I may blog more on this next week, but I thought I'd make some quick comments. I think that in Ep. 4 Leia is definitely a decent role model for girls (she endures torture and threats against her family, and still holds out for the rebellion) and basically demonstrates lots more guts, competence, and principle than any of the men, save possibly Obi Wan.

In the rest of the movies, she's just a doll. Even in the Jabba strangulation scene, I think we're getting a look into Lucas' psyche more than Leia's. I mean, a bikini slave girl strangling a fat slug boy in a BDSM role reversal? C'mon!

If the series had stopped with Ep 4 I'd have no problems with Leia (or really, how Lucas writes girls), but it's clear from all the movies that Lucas likes his girls subservient and in distress, until they start choking him.

I followed yourlinks back on the Princess Leia in slave girl outfit theory. If there is any validity to this theory to explain the smaller number of women in science and engineering, I think the problem might go back further than Star Wars. For proof see these photos (at bottom of post, beyond the Darwin bobblehead picture):

http://liberalvaluesblog.com/?p=63

I am betting that asking us to believe Elisabeth Shue created cold fusion in THE SAINT didn't do a lot for women wanting to enter science either.

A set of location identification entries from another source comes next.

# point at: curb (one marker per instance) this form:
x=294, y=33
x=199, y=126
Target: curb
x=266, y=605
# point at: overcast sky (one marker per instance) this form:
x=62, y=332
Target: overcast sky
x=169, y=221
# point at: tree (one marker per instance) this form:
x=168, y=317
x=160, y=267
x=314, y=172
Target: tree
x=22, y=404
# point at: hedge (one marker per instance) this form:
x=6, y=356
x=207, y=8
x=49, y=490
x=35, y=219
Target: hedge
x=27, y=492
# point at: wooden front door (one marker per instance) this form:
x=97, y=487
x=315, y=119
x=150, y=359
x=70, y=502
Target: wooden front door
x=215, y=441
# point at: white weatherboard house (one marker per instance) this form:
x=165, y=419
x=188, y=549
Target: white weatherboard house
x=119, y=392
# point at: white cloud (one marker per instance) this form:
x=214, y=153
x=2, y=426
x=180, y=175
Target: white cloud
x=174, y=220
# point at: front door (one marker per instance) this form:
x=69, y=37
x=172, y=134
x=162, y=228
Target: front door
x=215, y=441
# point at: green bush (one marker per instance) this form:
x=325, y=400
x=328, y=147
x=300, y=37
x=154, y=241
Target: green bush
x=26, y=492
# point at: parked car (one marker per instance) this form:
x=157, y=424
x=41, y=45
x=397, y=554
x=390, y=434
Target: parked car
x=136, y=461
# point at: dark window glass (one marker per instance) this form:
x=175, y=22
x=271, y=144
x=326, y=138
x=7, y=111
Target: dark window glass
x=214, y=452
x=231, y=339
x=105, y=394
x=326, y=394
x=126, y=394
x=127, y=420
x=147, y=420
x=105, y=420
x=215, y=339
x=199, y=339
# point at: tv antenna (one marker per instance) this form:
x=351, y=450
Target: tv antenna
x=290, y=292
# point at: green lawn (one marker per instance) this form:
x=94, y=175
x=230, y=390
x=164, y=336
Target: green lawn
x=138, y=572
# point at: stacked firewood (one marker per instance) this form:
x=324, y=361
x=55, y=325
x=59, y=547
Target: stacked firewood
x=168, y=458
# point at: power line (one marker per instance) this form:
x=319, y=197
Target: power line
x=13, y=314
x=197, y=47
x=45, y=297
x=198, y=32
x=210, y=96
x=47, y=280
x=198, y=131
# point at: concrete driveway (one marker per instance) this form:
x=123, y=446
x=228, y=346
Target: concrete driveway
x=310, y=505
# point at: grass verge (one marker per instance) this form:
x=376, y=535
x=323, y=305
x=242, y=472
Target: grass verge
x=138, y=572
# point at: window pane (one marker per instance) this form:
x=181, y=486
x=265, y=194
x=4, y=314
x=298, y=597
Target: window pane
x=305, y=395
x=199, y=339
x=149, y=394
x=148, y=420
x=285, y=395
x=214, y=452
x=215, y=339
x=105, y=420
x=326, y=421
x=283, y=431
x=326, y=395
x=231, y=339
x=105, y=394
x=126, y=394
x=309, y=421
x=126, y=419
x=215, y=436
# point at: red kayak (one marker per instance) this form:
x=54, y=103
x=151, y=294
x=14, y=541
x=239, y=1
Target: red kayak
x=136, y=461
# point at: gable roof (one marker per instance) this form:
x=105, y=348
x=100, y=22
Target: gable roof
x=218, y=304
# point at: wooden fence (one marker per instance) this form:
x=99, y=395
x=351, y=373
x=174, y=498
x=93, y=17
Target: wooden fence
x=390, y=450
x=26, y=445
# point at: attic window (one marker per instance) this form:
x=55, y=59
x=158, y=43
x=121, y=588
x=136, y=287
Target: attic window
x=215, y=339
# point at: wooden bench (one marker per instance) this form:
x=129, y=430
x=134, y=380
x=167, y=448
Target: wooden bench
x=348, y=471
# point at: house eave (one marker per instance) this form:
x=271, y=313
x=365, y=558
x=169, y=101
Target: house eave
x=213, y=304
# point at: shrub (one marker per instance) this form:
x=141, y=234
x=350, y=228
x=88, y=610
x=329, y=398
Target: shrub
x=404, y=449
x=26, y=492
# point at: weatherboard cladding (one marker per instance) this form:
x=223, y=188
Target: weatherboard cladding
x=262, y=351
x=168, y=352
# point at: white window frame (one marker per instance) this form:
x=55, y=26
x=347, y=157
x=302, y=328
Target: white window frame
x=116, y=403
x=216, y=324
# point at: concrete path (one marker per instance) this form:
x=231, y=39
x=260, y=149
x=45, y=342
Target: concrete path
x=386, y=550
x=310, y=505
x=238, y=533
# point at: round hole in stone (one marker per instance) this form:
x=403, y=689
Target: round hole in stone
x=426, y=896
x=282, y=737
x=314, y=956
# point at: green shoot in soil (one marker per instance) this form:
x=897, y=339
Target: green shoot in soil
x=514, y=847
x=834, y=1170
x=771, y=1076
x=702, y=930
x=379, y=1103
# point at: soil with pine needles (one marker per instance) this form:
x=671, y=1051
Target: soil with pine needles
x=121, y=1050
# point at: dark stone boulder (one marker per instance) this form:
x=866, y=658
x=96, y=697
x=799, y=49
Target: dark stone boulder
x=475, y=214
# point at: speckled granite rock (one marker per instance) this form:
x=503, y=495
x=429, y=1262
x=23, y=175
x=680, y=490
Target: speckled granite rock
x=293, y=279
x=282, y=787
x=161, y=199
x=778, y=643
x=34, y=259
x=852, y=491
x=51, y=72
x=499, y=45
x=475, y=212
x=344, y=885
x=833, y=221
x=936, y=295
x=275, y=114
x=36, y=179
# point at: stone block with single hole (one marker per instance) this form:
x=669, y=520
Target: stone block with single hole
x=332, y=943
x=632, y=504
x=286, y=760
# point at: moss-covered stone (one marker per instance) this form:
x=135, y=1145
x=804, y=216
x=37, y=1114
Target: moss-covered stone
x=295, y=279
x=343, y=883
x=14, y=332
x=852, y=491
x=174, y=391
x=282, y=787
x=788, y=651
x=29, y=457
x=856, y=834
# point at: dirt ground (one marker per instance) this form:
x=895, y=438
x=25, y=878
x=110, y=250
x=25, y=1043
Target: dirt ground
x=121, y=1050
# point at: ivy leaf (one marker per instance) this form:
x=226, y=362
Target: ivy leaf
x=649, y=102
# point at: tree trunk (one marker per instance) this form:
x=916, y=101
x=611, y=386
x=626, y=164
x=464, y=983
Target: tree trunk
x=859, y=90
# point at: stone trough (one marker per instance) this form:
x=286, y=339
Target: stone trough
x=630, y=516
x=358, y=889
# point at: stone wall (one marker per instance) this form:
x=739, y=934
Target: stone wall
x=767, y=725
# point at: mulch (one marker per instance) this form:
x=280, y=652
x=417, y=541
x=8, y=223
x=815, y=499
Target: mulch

Well, people actually saw STAR WARS, so that probably had a bigger impact.

Perhaps Princess Leia was modeled after the Egyptian goddess ISIS. Isis was able to conceive Horus after the death of Osiris. Such a feat was not repeated to my knowledge until about 1991 in California. Was Isis a scientist?
http://www.biojuris.com/natural/5-2-1.html

It is remotely possible that the very ancient deified certain humans like Romans did for Caesar. The practice was somewhat like sainthood of today. How old is this practice?